As I watched, I was struck by the notion that I was Paul – that I am elevating Bhuj and India in my mind as a way of avoiding the painful realities of life in America. Let’s just dismiss the problematic component of me equating Bhuj with the past and America with the present - I recognize and disagree with the colonial implications of saying India is “behind the times”. Instead, let’s focus on the idea of inhabiting multiple worlds, on the idea of nostalgia as a form of escapism.

You might recall an earlier post where I was feeling nostalgic for America. At that moment (which, admittedly, was only a moment) the envelop of “otherness” in Bhuj felt stifling, both because I was overwhelmed by the cultural differences and because I was sick of being objectified as “the American”. I longed to be home, where I could escape into the familiar. At that point, Bhuj was “the present” that felt difficult and America “the past” that felt safe. But somehow in the last few months that has changed.

Now, as I reorganize my brain and Bhuj becomes "the past", a tint of romanticism is beginning to color my perception of life here. Because I am beyond the "basics", having settled into a pace of life in Bhuj that feels comfortable, I can focus on the good stuff. I can revel in the fact that I am always challenged to think in a new way, constantly confronted by surprising cultural similarities and differences. But if I stayed, would that magic be gone? And how much of it is just me "finding it difficult to cope with the present?" aka America?

At home I have to deal with planning for my future, with money, with social and political realities that are very much a part of who I am, not a study in social and cultural difference. I am not a visitor in the US- I am a resident. And that requires a very different kind of responsibility.

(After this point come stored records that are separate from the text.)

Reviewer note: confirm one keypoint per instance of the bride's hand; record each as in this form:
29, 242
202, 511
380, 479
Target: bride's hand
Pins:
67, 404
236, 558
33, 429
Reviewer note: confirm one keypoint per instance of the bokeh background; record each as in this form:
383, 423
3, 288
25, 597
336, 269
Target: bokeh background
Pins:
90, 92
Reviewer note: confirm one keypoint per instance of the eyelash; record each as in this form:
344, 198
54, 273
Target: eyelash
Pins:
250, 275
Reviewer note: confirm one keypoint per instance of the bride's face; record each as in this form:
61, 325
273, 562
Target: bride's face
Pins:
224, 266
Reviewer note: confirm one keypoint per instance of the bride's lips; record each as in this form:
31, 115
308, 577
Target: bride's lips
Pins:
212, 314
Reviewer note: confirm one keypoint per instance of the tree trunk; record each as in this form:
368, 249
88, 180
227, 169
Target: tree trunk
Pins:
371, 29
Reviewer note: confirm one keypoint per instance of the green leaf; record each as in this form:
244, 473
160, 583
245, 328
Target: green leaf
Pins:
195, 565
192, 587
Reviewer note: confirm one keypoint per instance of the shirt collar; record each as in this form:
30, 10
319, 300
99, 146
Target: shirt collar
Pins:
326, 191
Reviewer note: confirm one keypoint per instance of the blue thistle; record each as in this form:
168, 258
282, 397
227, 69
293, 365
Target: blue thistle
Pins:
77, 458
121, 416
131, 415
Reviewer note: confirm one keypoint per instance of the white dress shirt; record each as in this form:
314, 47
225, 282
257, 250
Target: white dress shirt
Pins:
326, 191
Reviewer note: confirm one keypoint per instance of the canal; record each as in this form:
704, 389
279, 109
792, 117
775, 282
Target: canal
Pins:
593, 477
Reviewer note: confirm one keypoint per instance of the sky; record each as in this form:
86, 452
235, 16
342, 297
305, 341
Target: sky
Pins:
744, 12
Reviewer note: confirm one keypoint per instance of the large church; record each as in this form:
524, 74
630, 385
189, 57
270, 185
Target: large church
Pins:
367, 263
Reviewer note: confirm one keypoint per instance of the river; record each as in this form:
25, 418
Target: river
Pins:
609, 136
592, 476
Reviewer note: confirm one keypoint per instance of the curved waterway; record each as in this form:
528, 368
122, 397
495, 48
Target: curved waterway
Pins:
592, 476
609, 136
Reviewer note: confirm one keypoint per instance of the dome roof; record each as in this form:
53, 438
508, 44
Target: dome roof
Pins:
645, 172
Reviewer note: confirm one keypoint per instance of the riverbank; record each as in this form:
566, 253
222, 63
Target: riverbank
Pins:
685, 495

In addition, while I have been away many things have changed, and I don’t know quite what I will find or how I will deal with them when I return. I have changed and grown too, and fear that I will lose the things I have gained as soon as my context reminds me who I was before.

But the difference between my situation and Paul’s in the movie is that he is nostalgic for a past that no longer exists. My Bhuj – which is very specific to this moment in time - will no longer exist when I leave, but Bhuj itself – the real Bhuj – will. It will continue to grow and change, just as I will.

At the end of the movie, Paul chooses to return to the present but make changes in his life that reflect the changes in himself. I hope to do the same. I hope to continue seeking environments where I am challenged to think differently. I hope to be an active student of the small moments. And I hope to come back to Bhuj, and to see how both of us have continued to grow. 

Okay Woody, you've won me over on this one.